Background

Live-attenuated vaccines, including the Measles-Mumps-Rubella (MMR) vaccine, consist of an attenuated microorganism still capable of replicating. They are generally contraindicated in patients with immunosuppressive therapies, by fear of systemic infection due to vaccine strain replication [1]. Paradoxically, those patients are more vulnerable to infectious diseases and would particularly benefit from immunization. Emergence of increasingly diverse immunosuppressive treatments, whose immunologic effect is not always clear, challenges this general contraindication. At present, little data exists on the safety of live-attenuated vaccines in those patients, and recommendations are based on expert opinion that may differ [2,3,4,5,6].

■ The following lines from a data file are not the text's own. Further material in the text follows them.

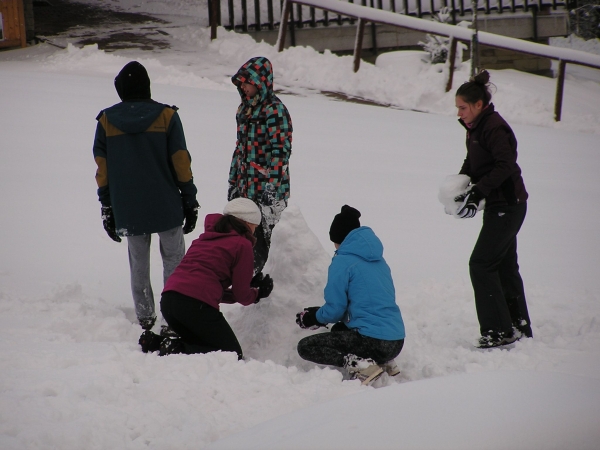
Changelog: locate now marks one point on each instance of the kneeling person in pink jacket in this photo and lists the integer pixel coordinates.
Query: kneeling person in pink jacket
(217, 268)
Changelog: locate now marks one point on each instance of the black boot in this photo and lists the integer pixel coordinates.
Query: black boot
(521, 325)
(150, 342)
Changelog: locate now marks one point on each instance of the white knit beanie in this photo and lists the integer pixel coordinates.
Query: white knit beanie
(244, 209)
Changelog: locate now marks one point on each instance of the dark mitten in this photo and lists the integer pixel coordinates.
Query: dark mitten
(232, 192)
(340, 326)
(307, 318)
(469, 203)
(268, 196)
(191, 217)
(108, 220)
(265, 286)
(256, 280)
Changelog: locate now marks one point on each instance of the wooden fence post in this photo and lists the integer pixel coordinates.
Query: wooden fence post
(560, 83)
(452, 57)
(215, 8)
(360, 32)
(285, 15)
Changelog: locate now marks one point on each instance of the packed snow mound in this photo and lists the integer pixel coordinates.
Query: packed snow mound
(298, 265)
(536, 411)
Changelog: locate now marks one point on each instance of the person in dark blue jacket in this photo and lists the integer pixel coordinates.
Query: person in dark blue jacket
(360, 300)
(145, 182)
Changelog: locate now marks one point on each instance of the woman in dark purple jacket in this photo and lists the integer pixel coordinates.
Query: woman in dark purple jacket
(217, 268)
(491, 163)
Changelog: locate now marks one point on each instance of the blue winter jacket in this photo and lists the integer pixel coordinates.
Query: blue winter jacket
(360, 290)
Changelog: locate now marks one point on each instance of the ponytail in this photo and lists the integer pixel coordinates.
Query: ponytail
(477, 88)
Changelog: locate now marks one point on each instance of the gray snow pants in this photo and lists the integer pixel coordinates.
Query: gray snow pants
(172, 250)
(270, 217)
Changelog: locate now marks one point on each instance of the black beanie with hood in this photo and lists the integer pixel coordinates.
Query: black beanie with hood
(133, 82)
(343, 223)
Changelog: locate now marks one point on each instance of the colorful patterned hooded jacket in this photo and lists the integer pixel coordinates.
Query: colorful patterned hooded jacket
(259, 166)
(144, 168)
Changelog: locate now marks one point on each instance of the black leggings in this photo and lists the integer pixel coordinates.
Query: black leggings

We describe here the first known case of vaccine-associated measles in a young female vaccine recipient with relapsing-remitting multiple sclerosis (RRMS), treated with natalizumab. Our aim is to explore the safety of vaccination in patients with multiple sclerosis (MS), the immunosuppressive qualities of natalizumab and the evidence in favour and against live vaccines in patients on this treatment.

Case presentation

A 35-year-old patient with RRMS treated with natalizumab injections for the past 3 years wanted to switch to an oral medication for practical reasons. She was therefore referred to our vaccination clinic in order to update her vaccinations before switching to fingolimod, an oral RRMS treatment with established immunosuppressive properties. Given a lack of immunity to measles (IgG negative), she was given the MMR vaccine following the local recommendations that do not contraindicate live attenuated vaccines in patients treated with natalizumab [2]. She was also immunized with the hepatitis A, influenza, diphtheria, tetanus, pertussis and pneumococcal 13-valent vaccines. Seven days post vaccination, she started to experience diffuse muscle pain and fatigue. At day 9 post vaccination, she developed a fever (38.5–39 °C), and 2 days later she complained of a sore throat and an erythematous maculopapular rash that spread initially from the trunk and face, to the extremities. She did not experience coryza, conjunctivitis or respiratory symptoms. No travel history was reported, nor infectious exposures. At day six of symptoms, she consulted a general medicine outpatient clinic. The physical exam revealed an erythematous maculopapular rash, posterior right cervical and submandibular lymph nodes, and slightly inflamed tonsils. No strawberry tongue or Koplik spots were noted. Blood exams found a slightly elevated C-reactive protein at 47 mg/dL, and normal white blood cell count (6G/L). A rapid streptococcus throat test was positive, which led the clinician to suspect either acute streptococcal pharyngitis with scarlet fever or vaccine-associated measles. Amoxicillin 500 mg twice daily was prescribed for six days. Two days after the start of antibiotics, her fever broke and she described an improvement in all of her symptoms. Eight days after the start of the antibiotics, when she sought medical attention in our vaccination clinic, she was asymptomatic, and her physical examination was unremarkable other than her fading rash without any desquamation. A measles RT-PCR throat swab was performed at that time and the result came back positive at 1100 copies/ml. Other common respiratory viruses (influenza, respiratory syncytial virus) were negative. Typisation of the measles strain was not possible due to the small quantity of RNA.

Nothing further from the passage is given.